Friday, April 04, 2008




Pope Alexander VI was Pope from 1492 -1503. He was a Pope with no less than four illegitimate children. These four children were born of his long time mistress, Vannozza dei Cattanei, and were all born while he served as a Cardinal in the Church.


Pope Alexander’s main goal as Pope was to secure high places in the world for His children. His most famous child, Cesare Borgia, was originally to be a prince in the Church, so he was made bishop at the age of 15 and, after his father became Pope, he became a cardinal. He was, at that time, only eighteen. Cesare was a strong military leader, and with his father, the Pope's, assistance, he spent the majority of his father's pontificate fighting wars to extend the secular territory Papacy and power his and his fathers power.

Adultery, intrigue and murder were not unknown to the Papacy of Alexander VI. It is probable that he was involved in the death of a Cardinal now and then. He was suspected of playing a part in the poisoning death of one of them from time to time. When a Cardinal died he ceased their assets. So the death af a Cardinal was profitable for Alexander. He also made a good many Cardinals as well. The office, then, was for sale and Pope Alexander VI made a good income this way as well.

As Pope, Alexander took a new mistress, Giulia Farnese, who was the wife of another man. Alexander had a daughter by Guilia, while he was the Bishop of Rome. Guilia was referred to as “the Pope’s whore” and (more tongue-in-cheek) “the bride of Christ.”

When Alexander became Pope, Giovanni di Lorenzo dé Medici, the future Pope Leo X, said, "Now we are in the power of a wolf, the most rapacious perhaps that this has ever seen. And if we do not flee, he will inevitably devour us all.”

Pope Julius II, who gained the Papal throne in 1503, said, in a Papal Bull, “Our predecessor desiring to enrich his own kin, through no zeal for Justice, but by fraud and deceit sought for causes….”

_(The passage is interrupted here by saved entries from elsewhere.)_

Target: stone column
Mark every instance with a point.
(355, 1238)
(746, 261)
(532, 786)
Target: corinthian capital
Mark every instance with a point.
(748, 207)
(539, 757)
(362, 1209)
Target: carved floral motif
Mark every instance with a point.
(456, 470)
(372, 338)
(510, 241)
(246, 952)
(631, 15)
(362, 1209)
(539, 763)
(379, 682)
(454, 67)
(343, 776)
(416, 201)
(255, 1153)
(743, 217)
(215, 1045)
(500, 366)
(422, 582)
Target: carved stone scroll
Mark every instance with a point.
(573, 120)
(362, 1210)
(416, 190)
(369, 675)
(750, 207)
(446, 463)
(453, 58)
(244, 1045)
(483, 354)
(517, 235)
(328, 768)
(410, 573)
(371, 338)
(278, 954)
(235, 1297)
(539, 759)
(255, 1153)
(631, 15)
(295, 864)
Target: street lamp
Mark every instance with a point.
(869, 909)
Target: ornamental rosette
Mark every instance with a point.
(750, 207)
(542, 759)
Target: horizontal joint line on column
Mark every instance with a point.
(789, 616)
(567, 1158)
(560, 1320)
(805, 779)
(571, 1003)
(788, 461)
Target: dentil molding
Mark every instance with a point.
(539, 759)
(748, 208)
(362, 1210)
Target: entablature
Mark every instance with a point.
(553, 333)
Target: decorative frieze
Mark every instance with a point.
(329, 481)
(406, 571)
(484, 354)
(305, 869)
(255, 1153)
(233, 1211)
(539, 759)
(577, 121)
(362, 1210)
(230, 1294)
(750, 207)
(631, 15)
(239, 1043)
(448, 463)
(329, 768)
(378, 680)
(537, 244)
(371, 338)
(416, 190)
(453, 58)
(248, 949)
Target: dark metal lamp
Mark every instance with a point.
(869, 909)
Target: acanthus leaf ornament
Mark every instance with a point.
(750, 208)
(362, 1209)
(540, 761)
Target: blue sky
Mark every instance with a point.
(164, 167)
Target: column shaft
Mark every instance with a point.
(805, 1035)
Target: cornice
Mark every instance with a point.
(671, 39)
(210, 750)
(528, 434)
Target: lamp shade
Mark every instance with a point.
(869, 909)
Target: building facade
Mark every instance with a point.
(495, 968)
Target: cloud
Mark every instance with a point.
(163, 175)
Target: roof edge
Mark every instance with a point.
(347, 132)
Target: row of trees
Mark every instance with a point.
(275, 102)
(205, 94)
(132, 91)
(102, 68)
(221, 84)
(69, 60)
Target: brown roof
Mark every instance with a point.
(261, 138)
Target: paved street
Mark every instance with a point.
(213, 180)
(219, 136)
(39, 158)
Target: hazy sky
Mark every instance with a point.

After the death of Alexander, his many schemes collapsed and Cesare lost his land’s in Italy. Four years after his father’s death, he was killed at the siege of Viana, while fighting for his brother-in-law the King of Navarre. Cesare was thirty-one.

Pope Alexander is an example of the corruption and decadence that had become the Church at Rome. It is this Church that men, such as Erasmus, complained of in their just criticisms. Luther like Erasmus saw the corruption at Rome first hand.

I think such insight about the corruptions of that time, helps us to understand, just a little better, about the context of the then approaching storm that we call the Protestant Reformation.